Collaborative efforts undertaken by healthcare and scientific institutions including Franciszek Lukaszczyk Oncology Center (Bydgoszcz, Poland) have led to the development of a new glioblastoma imaging procedure. The PET imaging starts with administering a safe dose of a rapidly decaying radioisotope, fluorine-18, to the patient. This radioisotope is then integrated into tyrosine molecules, an amino acid that is more abundant in cancer cells than in healthy brain tissue. When the tyrosine molecule is within the tumor and the radioisotope atom decays, a positron—a positively charged antiparticle of an electron—is emitted.


Image: The new PET scan procedure allows for more precise localization of brain tumors (Photo courtesy of Lukaszczyk Oncology Center)
Image: The new PET scan procedure allows for more precise localization of brain tumors (Photo courtesy of Lukaszczyk Oncology Center)

As the human body is rich in electrons, this positron quickly comes into contact with an electron, resulting in mutual destruction and the conversion of their mass into energy. This event produces two photons with different energies that travel in opposite directions. A PET scanner detects these emitted photons and, by measuring the differences in their arrival times, identifies the exact point where the annihilation occurred. This process serves as a dependable method for pinpointing the location of tumor cells.

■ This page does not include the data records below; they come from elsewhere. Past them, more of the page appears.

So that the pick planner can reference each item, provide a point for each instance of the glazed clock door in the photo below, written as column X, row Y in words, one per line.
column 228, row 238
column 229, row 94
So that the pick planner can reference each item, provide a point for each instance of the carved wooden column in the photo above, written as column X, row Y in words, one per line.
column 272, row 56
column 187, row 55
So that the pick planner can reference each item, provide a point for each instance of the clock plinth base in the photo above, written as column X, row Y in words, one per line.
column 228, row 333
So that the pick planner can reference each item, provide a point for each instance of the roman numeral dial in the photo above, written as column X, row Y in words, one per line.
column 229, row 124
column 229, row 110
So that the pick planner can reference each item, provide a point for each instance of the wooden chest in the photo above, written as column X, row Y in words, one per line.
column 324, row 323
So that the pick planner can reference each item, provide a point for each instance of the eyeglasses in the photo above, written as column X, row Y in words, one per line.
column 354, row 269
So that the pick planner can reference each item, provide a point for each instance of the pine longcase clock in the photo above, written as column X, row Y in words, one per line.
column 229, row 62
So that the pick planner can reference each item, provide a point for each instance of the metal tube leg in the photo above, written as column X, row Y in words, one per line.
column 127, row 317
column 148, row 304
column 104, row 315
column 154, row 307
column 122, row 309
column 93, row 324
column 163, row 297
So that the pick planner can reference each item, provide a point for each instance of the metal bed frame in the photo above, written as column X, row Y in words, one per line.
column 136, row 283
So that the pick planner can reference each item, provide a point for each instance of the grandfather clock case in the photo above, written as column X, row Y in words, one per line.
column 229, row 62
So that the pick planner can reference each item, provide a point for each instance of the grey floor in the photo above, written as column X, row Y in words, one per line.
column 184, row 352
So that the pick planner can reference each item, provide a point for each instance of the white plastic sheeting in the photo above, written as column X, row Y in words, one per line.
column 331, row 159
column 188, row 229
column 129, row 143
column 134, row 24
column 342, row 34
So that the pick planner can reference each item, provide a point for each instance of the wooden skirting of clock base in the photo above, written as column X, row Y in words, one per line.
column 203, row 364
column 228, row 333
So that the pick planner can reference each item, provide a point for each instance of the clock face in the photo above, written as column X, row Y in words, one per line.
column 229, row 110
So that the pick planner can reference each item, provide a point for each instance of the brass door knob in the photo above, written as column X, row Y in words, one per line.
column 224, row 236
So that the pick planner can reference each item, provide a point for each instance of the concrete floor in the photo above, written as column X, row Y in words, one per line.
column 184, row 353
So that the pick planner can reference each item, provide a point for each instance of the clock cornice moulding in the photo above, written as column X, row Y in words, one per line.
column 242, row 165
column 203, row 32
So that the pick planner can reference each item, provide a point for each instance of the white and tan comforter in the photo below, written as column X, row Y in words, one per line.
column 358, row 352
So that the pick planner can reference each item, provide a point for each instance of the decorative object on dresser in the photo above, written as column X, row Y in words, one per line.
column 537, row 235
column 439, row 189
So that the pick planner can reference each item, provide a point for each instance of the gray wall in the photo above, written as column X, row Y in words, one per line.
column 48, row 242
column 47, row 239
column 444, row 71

“In the course of our study, we have demonstrated our ability to assess high-grade glioma infiltration beyond the observable boundaries provided by contrast-enhancement in magnetic resonance imaging,” said Prof. Maciej Harat, one of the architects of the research framework. “This suggests that even the most aggressive tumor resection guided by MRI imaging may inadvertently leave a significant portion of the tumor unaddressed, consequently precipitating rapid disease recurrence. This discovery is a direct outcome of our principal achievement, namely, the validation of an alternative brain imaging modality: positron emission tomography utilizing fluorine-labeled tyrosine.”